Appendix. Qualitative interview schedule and quantitative ratings

I would like to ask you some questions about your experience with the VaLiANT group program that you recently completed. Please feel free to elaborate on any of these questions with relevant thoughts and ideas. The purpose of this interview is to learn how helpful the program is. The investigators of this program hope to use this information to improve the program in the future.

Opening question: Please describe your overall experience of VaLiANT and whether it was helpful.

Planned questions (*ask for telehealth delivery only):

  • What were the most helpful aspects of the VaLiANT program for you?

  • What were the least helpful aspects of the VaLiANT program for you?

  • Which strategies do you find yourself using in your daily life?

  • Do you have any particular suggestions to help us improve the VaLiANT program?

  • Do you have any other comments about your experiences in the VaLiANT program?

  • *How would you describe your experience doing the group via telehealth?

  • *Were there any positives or negatives with using telehealth for the VaLiANT program?

  • *How did you find the process of accessing worksheets and handouts and completing the value card sort activity online?

Planned prompts (*indicates prompts for quantitative ratings):

  • Can you tell me more about that?

  • Could you provide an example?

  • *Can you tell me why you provided that rating?

Quantitative items:

Please rate how helpful you found VaLiANT.

  1. Not at all helpful

  2. Slightly helpful

  3. Somewhat helpful

  4. Moderately helpful

  5. Very helpful

Which of the following aspects of the VaLiANT program did you find helpful? (Tick all that apply):

  1. Learning about values and how to determine what is most important to me

  2. Doing the values card sort activity each week

  3. Identifying and noticing your “passengers on the bus”

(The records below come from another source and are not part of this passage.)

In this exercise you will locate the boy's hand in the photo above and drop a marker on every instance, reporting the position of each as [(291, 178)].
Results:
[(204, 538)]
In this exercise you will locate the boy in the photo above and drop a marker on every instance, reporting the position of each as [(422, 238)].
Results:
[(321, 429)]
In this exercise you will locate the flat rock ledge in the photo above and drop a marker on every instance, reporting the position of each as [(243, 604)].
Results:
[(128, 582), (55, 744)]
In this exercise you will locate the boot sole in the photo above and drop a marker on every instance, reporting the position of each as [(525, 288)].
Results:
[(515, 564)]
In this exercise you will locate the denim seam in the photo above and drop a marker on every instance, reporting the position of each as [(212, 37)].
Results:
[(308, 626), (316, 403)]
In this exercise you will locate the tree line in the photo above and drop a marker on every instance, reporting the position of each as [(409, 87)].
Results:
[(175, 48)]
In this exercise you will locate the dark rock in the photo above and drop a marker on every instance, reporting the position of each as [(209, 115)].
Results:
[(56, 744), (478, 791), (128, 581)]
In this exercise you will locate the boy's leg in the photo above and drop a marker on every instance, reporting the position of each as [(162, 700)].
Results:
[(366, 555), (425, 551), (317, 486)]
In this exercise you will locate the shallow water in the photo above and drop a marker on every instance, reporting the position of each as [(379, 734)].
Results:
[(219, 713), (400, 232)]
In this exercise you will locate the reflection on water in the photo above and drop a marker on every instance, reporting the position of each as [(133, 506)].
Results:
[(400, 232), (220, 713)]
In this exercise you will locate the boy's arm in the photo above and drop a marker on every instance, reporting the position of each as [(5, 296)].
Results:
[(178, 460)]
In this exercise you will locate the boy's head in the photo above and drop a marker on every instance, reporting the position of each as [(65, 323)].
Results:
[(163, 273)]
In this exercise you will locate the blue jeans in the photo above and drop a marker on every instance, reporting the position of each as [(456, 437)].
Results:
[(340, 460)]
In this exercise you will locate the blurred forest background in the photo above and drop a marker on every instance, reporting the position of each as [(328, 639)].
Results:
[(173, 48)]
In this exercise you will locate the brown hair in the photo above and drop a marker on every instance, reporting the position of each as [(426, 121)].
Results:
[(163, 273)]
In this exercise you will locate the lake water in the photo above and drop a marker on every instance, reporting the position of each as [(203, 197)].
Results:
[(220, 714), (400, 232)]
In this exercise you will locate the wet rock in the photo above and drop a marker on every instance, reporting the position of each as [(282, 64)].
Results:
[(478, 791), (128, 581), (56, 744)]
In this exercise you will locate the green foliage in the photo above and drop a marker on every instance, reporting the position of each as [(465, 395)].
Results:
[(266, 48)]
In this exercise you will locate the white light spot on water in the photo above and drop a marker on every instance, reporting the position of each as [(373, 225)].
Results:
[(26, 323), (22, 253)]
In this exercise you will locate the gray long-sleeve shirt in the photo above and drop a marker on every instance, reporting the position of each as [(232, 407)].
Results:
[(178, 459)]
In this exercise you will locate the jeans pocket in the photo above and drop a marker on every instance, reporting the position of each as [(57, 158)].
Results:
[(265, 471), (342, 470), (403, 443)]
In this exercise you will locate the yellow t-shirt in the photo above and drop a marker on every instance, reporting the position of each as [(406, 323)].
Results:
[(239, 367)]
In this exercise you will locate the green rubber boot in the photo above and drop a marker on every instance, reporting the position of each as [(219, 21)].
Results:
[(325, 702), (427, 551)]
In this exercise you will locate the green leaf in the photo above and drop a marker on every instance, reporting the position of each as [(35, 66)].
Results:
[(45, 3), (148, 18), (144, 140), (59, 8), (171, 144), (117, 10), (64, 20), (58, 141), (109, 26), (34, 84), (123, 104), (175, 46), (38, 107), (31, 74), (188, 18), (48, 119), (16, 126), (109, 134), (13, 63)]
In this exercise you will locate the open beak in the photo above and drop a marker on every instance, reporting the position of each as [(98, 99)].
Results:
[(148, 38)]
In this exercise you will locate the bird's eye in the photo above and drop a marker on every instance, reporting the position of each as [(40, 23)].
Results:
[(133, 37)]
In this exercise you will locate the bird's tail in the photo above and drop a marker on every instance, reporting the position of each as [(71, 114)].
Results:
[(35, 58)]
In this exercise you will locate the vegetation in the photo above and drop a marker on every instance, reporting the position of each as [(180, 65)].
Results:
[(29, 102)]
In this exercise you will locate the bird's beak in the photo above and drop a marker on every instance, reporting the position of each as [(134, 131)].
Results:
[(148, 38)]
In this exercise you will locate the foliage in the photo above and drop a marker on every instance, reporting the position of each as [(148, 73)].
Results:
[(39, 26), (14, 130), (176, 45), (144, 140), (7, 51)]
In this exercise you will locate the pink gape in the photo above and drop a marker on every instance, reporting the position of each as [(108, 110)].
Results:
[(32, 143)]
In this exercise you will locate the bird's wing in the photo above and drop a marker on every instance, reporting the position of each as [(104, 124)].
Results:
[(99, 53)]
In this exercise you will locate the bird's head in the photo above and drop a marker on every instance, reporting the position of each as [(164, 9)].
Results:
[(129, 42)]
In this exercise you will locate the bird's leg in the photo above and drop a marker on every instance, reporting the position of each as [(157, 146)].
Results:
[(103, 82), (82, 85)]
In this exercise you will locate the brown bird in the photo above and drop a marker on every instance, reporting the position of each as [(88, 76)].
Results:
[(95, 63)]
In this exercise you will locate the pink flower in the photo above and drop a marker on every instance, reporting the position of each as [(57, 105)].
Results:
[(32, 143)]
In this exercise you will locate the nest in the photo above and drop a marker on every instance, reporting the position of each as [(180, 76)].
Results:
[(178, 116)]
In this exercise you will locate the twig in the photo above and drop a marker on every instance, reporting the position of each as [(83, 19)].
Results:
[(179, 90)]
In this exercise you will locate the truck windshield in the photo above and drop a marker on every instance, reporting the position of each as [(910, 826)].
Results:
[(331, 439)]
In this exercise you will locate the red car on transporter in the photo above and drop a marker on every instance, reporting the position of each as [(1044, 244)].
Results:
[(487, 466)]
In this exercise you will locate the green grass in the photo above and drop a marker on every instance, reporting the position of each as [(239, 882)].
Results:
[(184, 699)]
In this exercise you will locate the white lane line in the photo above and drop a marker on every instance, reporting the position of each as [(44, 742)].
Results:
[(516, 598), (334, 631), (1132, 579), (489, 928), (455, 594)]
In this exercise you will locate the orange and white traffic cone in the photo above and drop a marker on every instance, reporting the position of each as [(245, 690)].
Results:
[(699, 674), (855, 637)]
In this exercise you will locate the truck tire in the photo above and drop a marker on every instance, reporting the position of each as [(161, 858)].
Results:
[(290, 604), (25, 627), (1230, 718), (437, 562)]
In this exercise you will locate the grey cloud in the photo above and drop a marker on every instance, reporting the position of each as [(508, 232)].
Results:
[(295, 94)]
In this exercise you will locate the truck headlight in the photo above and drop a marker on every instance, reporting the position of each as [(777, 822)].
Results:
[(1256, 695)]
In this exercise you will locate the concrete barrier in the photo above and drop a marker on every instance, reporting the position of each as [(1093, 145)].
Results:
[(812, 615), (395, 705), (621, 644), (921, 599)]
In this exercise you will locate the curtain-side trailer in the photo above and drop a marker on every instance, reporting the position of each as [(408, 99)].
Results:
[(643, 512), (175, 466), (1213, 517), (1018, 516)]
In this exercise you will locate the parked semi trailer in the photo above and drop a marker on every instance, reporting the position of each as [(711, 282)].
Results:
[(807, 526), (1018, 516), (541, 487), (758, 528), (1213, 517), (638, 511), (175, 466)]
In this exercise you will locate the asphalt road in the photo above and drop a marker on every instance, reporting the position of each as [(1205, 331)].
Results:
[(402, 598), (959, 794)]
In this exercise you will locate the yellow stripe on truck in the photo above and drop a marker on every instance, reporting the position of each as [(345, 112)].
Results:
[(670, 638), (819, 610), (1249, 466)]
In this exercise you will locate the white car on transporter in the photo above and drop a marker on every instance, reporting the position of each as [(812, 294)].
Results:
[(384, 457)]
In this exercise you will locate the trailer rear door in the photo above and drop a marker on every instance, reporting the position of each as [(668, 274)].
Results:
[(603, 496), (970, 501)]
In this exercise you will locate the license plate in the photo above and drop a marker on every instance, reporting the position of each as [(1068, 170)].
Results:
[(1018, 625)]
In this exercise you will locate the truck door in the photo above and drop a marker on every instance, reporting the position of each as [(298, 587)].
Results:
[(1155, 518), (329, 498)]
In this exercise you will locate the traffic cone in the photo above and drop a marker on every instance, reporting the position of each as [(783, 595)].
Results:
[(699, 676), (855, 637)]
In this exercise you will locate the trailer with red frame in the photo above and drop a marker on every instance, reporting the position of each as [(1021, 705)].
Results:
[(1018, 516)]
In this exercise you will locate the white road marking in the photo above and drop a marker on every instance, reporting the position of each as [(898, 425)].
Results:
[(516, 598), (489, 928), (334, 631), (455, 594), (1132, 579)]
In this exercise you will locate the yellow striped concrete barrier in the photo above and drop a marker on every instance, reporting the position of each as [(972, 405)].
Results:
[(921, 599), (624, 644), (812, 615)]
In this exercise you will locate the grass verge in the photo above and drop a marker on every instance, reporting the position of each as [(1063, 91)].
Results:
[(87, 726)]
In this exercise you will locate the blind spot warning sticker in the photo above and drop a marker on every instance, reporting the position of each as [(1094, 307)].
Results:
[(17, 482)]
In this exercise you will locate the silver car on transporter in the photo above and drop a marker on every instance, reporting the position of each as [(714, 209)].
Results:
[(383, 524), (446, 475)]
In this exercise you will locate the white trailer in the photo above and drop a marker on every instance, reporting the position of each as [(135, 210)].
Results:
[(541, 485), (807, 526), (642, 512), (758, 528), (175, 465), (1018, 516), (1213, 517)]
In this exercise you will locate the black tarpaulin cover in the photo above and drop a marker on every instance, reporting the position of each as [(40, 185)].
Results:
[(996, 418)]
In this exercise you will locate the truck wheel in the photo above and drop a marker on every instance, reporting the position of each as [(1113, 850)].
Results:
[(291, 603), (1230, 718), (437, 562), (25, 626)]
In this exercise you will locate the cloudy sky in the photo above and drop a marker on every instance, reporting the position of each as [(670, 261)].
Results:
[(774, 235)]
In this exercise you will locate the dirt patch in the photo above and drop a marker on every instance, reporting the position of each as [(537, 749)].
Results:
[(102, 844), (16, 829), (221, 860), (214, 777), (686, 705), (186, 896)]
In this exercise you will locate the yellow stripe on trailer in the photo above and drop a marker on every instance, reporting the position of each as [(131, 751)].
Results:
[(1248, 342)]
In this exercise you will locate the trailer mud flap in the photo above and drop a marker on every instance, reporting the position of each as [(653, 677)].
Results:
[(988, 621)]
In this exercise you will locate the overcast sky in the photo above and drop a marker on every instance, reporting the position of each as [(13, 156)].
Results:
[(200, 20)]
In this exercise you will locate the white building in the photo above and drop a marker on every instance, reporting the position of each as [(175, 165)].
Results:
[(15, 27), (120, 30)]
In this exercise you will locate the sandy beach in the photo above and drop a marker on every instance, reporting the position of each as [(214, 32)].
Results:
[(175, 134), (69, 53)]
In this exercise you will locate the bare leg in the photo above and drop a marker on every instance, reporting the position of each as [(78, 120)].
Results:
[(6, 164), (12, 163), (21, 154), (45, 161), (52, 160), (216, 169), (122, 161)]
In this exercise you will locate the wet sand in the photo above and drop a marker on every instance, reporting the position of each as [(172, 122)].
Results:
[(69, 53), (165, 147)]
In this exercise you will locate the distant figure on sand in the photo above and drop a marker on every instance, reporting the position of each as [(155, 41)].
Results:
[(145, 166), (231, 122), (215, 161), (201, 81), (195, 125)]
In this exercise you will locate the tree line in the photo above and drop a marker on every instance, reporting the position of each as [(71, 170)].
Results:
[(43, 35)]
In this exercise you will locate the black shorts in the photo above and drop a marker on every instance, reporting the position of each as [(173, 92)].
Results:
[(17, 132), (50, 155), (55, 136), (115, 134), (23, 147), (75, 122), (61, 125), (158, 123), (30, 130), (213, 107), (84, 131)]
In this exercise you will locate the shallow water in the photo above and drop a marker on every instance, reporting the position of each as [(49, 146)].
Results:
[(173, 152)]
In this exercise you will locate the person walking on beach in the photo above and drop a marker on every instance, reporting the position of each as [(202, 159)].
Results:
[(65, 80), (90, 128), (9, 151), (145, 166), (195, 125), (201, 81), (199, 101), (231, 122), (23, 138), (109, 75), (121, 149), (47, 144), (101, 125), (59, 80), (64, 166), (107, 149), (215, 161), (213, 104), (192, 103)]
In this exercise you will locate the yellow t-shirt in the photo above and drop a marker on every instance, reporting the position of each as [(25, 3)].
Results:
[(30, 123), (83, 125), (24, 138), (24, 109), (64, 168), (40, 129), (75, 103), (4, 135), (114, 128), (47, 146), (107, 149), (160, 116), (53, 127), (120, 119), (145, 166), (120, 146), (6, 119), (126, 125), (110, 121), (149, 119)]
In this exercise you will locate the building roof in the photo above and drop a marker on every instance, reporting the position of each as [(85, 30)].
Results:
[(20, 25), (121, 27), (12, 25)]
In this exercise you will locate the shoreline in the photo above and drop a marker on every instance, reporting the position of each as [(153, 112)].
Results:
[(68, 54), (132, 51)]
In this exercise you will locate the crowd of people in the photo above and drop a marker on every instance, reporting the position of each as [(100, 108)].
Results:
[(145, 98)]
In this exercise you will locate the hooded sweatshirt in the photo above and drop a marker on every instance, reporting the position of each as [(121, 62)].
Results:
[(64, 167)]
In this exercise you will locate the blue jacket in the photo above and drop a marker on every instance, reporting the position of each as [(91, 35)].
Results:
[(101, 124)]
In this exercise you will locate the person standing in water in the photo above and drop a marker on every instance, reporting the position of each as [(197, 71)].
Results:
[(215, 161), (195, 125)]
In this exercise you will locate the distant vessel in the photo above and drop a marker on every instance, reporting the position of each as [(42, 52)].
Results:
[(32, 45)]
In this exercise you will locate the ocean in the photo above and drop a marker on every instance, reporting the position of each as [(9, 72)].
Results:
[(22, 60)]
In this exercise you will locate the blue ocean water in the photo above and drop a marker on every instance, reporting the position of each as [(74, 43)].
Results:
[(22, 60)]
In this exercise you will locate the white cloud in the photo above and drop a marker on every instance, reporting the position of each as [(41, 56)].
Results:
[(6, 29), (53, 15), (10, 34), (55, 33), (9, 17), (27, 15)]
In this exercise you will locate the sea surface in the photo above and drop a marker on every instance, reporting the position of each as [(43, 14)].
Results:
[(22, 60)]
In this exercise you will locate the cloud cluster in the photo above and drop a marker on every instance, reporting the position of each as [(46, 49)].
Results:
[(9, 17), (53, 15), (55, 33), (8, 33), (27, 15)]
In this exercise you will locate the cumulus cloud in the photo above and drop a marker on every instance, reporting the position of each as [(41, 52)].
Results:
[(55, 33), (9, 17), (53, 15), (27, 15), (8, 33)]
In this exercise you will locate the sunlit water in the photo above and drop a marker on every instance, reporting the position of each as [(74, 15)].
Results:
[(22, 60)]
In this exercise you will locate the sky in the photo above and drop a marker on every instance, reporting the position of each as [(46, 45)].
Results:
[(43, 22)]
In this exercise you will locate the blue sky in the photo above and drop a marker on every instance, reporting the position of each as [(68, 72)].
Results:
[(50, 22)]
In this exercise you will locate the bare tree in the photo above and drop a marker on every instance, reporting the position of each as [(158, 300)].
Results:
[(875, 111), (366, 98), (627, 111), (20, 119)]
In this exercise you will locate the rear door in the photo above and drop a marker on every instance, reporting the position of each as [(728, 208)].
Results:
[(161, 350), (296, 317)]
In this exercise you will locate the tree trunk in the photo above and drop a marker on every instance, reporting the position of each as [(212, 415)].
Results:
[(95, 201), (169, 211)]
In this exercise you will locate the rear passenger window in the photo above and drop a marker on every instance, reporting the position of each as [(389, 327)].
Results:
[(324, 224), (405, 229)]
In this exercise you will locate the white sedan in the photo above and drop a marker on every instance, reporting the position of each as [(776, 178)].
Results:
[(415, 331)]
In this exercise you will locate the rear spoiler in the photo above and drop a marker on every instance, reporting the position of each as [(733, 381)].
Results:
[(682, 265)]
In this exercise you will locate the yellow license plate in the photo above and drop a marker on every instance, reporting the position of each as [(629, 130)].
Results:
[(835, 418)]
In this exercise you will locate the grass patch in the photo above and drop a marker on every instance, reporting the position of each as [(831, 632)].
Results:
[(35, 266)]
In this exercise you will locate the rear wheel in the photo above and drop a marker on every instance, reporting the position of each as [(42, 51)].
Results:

  4. Doing the passengers on the bus group activity

  5. Using SMART goals to identify committed actions in line with your values each week

  6. Filling out the “way to valued living” worksheet each week

  7. Identifying strengths that enable you to carry out your committed actions each week

  8. Identifying barriers that might stop you from carrying out your committed actions each week

  9. Learning and practising “doing” strategies (i.e., cognitive/memory/planning strategies) to address the barriers for each committed action, e.g., calendars, alarms, lists, name associations, activity schedules

  10. Learning and practising “coping” strategies to address the barriers for each committed action, e.g., mindfulness, S.T.O.P., self-compassion

  11. Getting a recording of the mindfulness exercise

  12. The information on the slides

  13. Sharing experiences and ideas with others in the group

  14. Doing the homework tasks

  15. Reviewing the notes and handouts

  16. Having the opportunity to bring along a family member/friend to Session 7

  17. Session 1 content: Getting introduced to values and valued living

  18. Session 2 content: Learning more about sleep difficulties and fatigue

  19. Session 3 content: Learning more about diet and exercise

  20. Session 4 content: Learning more about ways to get involved in work, study, and community activities

  21. Session 5 content: Learning more about participating in different leisure activities

  22. Session 6 content: Learning more about communication strategies

  23. Session 7 content: Learning more about how to have healthy relationships with family and friends

  24. Session 8 content: Revising all of the values, committed actions, barriers and strategies

Please rate the following questions to indicate your opinion regarding the VaLiANT program (1 = strongly disagree, 2 = disagree, 3 = neither agree nor disagree, 4 = agree, 5 = strongly agree):

  • The clinicians were well prepared

  • The clinicians explained things clearly

  • Too much information was presented in each session

  • Too little information was presented in each session

  • The slides were helpful and clear

  • The handouts were helpful and clear

  • There were too many handouts

  • The handouts were well organized

  • I was given enough opportunity to speak and contribute to sessions

  • The homework tasks were appropriate and helpful

  • The way I think and feel is better as a result of VaLiANT

  • I think I can do more of the things I value in life as a result of VaLiANT

  • I would recommend this program to other people

In an overall, general sense, how satisfied are you with the VaLIANT group?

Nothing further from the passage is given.